Should Information Have an Expiration Date?

With so much information being stored in Web databases around the world, data now created will potentially stay recorded in the memory cloud forever. That’s why Viktor Mayer-Schönberger, Director of the Information Innovation Policy Research Center at the National University of Singapore says he wants to “revive the art of forgetting” by putting expiration dates on Web data.

“The importance is that by entering or having to enter an expiration whenever we store something, we are reminded … of the importance that information is not timeless, but it is connected to a particular context in time and loses it’s value over time,” says Mayer-Schönberger. “Most information does and so by setting expiration date, we really link time with information, something that biologically we cannot do.”

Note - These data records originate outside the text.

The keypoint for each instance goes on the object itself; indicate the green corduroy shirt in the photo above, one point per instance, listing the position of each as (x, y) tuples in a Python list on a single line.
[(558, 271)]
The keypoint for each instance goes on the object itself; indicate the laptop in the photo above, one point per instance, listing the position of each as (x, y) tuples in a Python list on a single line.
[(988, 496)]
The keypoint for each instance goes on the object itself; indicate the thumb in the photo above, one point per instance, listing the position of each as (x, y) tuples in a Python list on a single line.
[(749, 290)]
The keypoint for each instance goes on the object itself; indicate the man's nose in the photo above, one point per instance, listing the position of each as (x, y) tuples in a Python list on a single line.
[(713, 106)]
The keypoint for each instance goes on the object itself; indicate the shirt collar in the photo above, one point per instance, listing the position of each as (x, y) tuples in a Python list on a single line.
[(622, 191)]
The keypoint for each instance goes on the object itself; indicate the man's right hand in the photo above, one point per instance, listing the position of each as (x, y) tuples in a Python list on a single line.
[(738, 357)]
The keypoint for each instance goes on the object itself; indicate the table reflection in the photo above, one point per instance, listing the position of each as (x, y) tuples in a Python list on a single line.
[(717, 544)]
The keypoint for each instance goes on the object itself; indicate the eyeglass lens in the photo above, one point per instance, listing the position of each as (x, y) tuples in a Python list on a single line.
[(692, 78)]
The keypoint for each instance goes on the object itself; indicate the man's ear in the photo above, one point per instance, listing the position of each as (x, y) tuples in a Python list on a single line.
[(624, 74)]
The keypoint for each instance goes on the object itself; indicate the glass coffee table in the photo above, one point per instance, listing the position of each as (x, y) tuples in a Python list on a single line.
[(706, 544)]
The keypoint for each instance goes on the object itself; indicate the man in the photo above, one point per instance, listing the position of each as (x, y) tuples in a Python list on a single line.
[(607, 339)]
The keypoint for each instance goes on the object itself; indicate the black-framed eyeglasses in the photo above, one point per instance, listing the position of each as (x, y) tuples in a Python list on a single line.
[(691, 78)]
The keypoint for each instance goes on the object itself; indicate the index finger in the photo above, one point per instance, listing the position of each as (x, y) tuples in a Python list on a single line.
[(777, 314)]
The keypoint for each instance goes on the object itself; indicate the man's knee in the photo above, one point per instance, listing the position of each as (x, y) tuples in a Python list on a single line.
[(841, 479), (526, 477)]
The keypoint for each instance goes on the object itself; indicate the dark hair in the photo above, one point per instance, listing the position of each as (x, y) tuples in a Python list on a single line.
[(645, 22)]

In his Big Think interview, Mayer-Schönberger spoke at length about how the concept of  “perfect digital memory” is changing the way we behave. “We have to face the fact that what we say and do online today will not only be viewed by the hundreds of millions of people that are online today, but might be viewed and interpreted differently by people and institutions 10 years, 20 years, 30 years down the road when we are no longer young and we might not be as engaged in public discourse and protests any more, but we might want to apply for a well-paid investment banker’s job.”

He also talked about an “eGovernment revolution”, saying we currently don’t have enough access to the processes of and information government, “We as a society have a right to know better what the government is doing, to engage with the government and to have a government in place that is willing and able to use the technological tools available to engage us citizens.” He says that this is currently not happening—or not happening at a sufficiently high level—leaving us “in this old-fashioned mode of thinking about transaction efficiency and user-friendliness.”